Dokumen tanggal 7 November 1701 menyebut Tanujiwa sebagai Kepala Kampung Baru dan kampung-
kampung lain yang terletak di sebelah hulu Ciliwung, De Haan memulai daftar bupati-bupati Kampung
Baru atau Buitenzorg dari tokoh Tanujiwa (1689-1705), walaupun secara resmi penggabungan distrik-
distrik baru terjadi pada tahun 1745. Pada tahun 1745 Bogor ditetapkan Sebagai Kota Buitenzorg yang
artinya kota tanpa kesibukan dengan sembilan buah kampung digabungkan menjadi satu pemerintahan
dibawah Kepala Kampung Baru yang diberi gelar Demang, daerah tersebut disebut Regentschap
Kampung Baru yang kemudian menjadi Regentschap Buitenzorg. Sewaktu masa pemerintahan Gubernur
Jenderal Baron van Imhoff (1740) dibangunlah tempat peristirahatan, pada lokasi Istana Bogor sekarang
yang diberi nama Buitenzorg.

Pada tahun 1752 tersebut, di Kota Bogor belum ada orang asing, kecuali Belanda. Kebun Raya sendiri
baru didirikan tahun 1817. Letak Kampung Bogor yang awal itu di dalam Kebun Raya ada pada lokasi
tanaman kaktus. Pasar yang didirikan pada lokasi kampung tersebut oleh penduduk disebut Pasar Bogor
(sampai sekarang) Pada tahun 1808, Bogor diresmikan sebagai pusat kedudukan dan kediaman Resmi
Gubernur Jenderal. Tahun 1904 dengan keputusan Gubernur Jendral Van Nederland Indie Nomor 4
tahun 1904 Hoofplaats Buitenzorg mencantumkan luas wilayah 1.205 yang terdiri dari 2 Kecamatan & 7
Desa, diproyeksikan untuk 30.000 Jiwa .

Pada tahun 1905 Buitenzorg diubah menjadi GEMMENTE berdasarkan Staatblad 1926 yg kemudian
disempurnakan dengan Staatblad 1926 Nomor 328.

Tahun 1924 dengan keputusan Gubernur Jendral Van Nederland Indie Nomor 289 tahun 1924 ditambah
dengan desa Bantar jati dan desa Tegal Lega seluas 951 ha, sehingga mencapai luas 2.156 ha,
diproyeksikan untuk 50.000 Jiwa.

Perkembangan selanjutnya, pada tahun 1941, Buitenzorg secara resmi lepas dari Batavia dan mendapat
otonominya sendiri. Keputusan dari gubernur Jendral Belanda di Hindia Belanda No. 11 tahun 1866, No.
208 tahun 1905 dan No. 289 tahun 1924 menyebutkan bahwa wilayah Bogor pada waktu itu seluas 22
Km persegi, terdiri dari 2 sub distrik dan 7 desa.

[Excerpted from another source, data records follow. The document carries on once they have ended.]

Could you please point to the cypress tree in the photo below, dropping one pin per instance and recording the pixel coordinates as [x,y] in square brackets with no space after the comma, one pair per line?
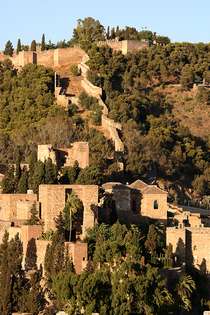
[8,182]
[34,219]
[17,166]
[9,50]
[19,46]
[11,274]
[108,33]
[31,256]
[50,172]
[38,176]
[113,35]
[5,277]
[33,45]
[43,44]
[23,182]
[32,164]
[35,301]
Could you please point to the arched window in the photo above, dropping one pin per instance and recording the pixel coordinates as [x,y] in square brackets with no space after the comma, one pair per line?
[155,204]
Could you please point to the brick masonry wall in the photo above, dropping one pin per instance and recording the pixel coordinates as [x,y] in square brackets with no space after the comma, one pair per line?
[77,251]
[147,206]
[53,197]
[195,245]
[8,204]
[78,152]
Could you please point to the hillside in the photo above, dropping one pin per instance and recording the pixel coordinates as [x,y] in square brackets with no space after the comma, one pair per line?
[191,112]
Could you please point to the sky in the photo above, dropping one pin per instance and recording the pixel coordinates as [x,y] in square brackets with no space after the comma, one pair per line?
[180,20]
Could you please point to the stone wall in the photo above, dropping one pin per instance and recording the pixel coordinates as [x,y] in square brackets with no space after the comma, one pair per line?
[147,206]
[125,46]
[192,244]
[48,58]
[52,199]
[91,89]
[61,99]
[78,251]
[45,58]
[79,151]
[108,124]
[9,203]
[46,151]
[112,127]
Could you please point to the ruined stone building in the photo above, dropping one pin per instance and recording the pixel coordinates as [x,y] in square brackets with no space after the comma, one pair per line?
[189,235]
[125,46]
[64,157]
[188,230]
[138,200]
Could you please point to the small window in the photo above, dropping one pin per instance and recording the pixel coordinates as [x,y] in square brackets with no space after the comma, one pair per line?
[155,205]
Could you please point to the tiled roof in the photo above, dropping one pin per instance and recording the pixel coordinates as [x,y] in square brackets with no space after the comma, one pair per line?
[138,184]
[153,189]
[111,185]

Berdasarkan UU No. 16 tahun 1950 Kota Bogor ditetapkan menjadi Kota besar dan Kota Praja yang
terbagi dalam 2 wilayah Kecamatan & 16 lingkungan. Tahun 1981 jumlah Kelurahan menjadi 22
Kelurahan, 5 kecamatan & 1 Perwakilan kecamatan.

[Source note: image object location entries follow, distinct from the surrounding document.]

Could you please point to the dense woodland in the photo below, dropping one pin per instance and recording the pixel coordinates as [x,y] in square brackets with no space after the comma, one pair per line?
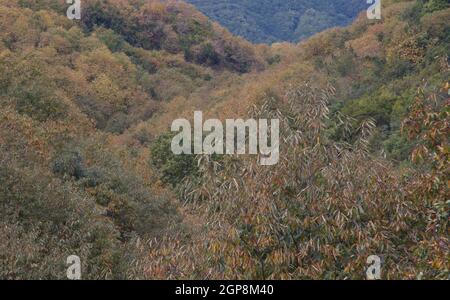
[268,21]
[86,166]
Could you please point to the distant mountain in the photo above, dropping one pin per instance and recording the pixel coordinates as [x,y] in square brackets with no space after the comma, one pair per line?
[268,21]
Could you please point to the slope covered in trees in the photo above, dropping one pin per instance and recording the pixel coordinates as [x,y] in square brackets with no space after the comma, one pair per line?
[86,166]
[269,21]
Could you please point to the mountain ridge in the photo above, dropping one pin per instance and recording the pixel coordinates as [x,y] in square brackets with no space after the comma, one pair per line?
[277,21]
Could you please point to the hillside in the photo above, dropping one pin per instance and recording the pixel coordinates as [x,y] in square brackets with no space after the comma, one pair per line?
[86,166]
[270,21]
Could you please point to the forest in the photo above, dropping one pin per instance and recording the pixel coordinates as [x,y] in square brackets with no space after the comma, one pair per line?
[86,167]
[269,21]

Terakhir berdasarkan PP. No. 44/1992 Perwakilan Kecamatan Tanah Sareal ditingkatkan statusnya
menjadi Kecamatan, Kini terdapat 6 Kecamatan dan 68 Kelurahan.

Ditengah-tengah kota terdapat Kebun Raya Bogor yang dibangun sejak Tahun 1817 oleh seorang ahli
botani yaitu Prof. Dr. RC. Reinwardth dengan luas 87 Ha dan terdapat 20.000 jenis tanaman yang
tergolong dalan 6000 Species dan merupakan Kebun Raya terbesar di Asia Tenggara.